Les principaux investissements du couple

• Agaris regroupe un certain nombre d’activités agricoles. Myco-Invest (culture de champignons) et Peatinvest produisent du terreau. Agaris a des filiales à Sint-Kruis-Winkel (près de Gand), à Andenne, en France, en Lettonie, en Lituanie, en Ukraine, en Pologne et en Russie.

• Biogroup: ce groupe français spécialisé dans la biologie médicale opère principalement en France, en Belgique, au Luxembourg, au Portugal et en Espagne. Ses 11.000 collaborateurs effectuent des analyses pour plus de 100.000 patients par jour. En Belgique, il est surtout connu pour ses laboratoires d’analyses de sang et de détection du Covid-19, CMA et Medina.

• Cooper est un spécialiste français des médicaments sans ordonnance. Il est dirigé par Yvan Vindevogel, originaire de Flandre-Occidentale, cofondateur d’Omega Pharma. Straco y est actionnaire au côté, notamment, de la famille Vindevogel, par l’intermédiaire d’un holding luxembourgeois. L’actionnaire principal est le fonds d’investissement CVC.

• Cedo, au Royaume-Uni, est le leader européen du marché des sacs poubelles. Ses sept usines dans le monde emploient 2.000 personnes. Straco possède les trois quarts de cette entreprise sise près de Birmingham, qui réalise un chiffre d’affaires d’un demi-milliard d’euros.

• Compagnie du Zoute : Straco détient par l’intermédiaire d’une joint-venture conclue avec Philippe van de Vyvere une participation de près de 18% dans la société immobilière basée à Knokke, qui exerce également des activités sur les côtes française et néerlandaise. La participation de la S.A. G & P Venture (Gino et Philippe) dans la Compagnie Het Zoute est actée pour 24 millions d’euros dans les livres.

• Forum Jobs : la famille dispose, par le biais du holding Forpar S.A., d’une participation de plus de 42% dans cette société d’intérim qui compte 54 agences en Flandre et en Wallonie. Ses 220 collaborateurs mettent chaque jour 4.500 intérimaires au travail, pour un chiffre d’affaires de 135 millions d’euros en 2022.

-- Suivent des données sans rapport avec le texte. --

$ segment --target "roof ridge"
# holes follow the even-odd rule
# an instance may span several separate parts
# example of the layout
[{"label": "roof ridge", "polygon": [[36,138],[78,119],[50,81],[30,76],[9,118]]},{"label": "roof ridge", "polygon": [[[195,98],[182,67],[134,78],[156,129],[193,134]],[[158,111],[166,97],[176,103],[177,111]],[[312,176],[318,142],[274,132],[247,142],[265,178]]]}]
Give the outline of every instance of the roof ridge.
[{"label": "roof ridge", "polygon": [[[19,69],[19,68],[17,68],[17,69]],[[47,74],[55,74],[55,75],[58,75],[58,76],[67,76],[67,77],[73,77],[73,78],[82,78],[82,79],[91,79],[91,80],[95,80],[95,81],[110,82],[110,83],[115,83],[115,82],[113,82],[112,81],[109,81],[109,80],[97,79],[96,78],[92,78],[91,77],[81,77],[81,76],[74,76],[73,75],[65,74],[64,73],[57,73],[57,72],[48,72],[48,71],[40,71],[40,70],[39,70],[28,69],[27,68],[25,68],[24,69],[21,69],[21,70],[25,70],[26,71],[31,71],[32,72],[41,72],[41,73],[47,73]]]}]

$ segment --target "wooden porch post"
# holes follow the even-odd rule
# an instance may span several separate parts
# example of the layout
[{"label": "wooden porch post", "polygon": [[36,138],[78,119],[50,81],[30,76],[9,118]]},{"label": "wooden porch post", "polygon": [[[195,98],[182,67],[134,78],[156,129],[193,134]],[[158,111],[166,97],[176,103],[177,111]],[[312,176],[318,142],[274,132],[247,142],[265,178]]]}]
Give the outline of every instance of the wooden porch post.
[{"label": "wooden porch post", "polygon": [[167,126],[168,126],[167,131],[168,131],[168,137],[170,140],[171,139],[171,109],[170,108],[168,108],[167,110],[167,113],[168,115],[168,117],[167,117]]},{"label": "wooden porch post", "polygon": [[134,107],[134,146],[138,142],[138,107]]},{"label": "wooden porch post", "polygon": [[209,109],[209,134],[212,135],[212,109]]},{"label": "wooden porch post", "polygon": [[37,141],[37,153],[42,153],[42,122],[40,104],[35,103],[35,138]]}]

• Incendin, située à Willebroek, est spécialisée dans la protection passive et active contre l’incendie. Elle fabrique, par exemple, des poudres et des solutions liquides destinées à rendre les panneaux de bois ignifuges ou à en ralentir la combustion. Incendin est entrée dans le giron de Straco en avril de l’année dernière. Ses 72 employés ont réalisé en 2022 un chiffre d’affaires de 92 millions d’euros.

• LPC Groep : sise à Etten-Leur, aux Pays-Bas, cette agence d’intérim recrute des profils internationaux dans les domaines de la restauration, de la logistique et de la technique, entre autres. Elle fait travailler chaque jour plus de 10.000 intérimaires. LPC (pour Labour Power Company) compte réaliser cette année un chiffre d’affaires de 400 millions d’euros ; elle emploie 350 personnes.

• Odebrecht: on doit à ce promoteur immobilier basé à Melle plusieurs maisons et bureaux de prestige en Flandre et dans la région bruxelloise. Ainsi que des villas luxueuses sur l’île grecque de Zante (Zakynthos).

• Welten: Straco a racheté cette agence de recrutement néerlandaise spécialisée dans les postes financiers à la fin de l’an passé. Welten, dont le siège se trouve à Den Bosch, est leader du marché dans le secteur bancaire, entre autres.

• Immobilier. Straco détient divers biens dans des emplacements de premier ordre, comme le Meir à Anvers et la Veldstraat, à Gand. A Bruxelles, le holding a investi dans le prestigieux immeuble qui abrite la bijouterie Tiffany, dans le quartier Louise. Le bâtiment de sept étages appartient à la S.A. Immo Waterloo 66 ; sa valeur comptable est de cinq millions d’euros.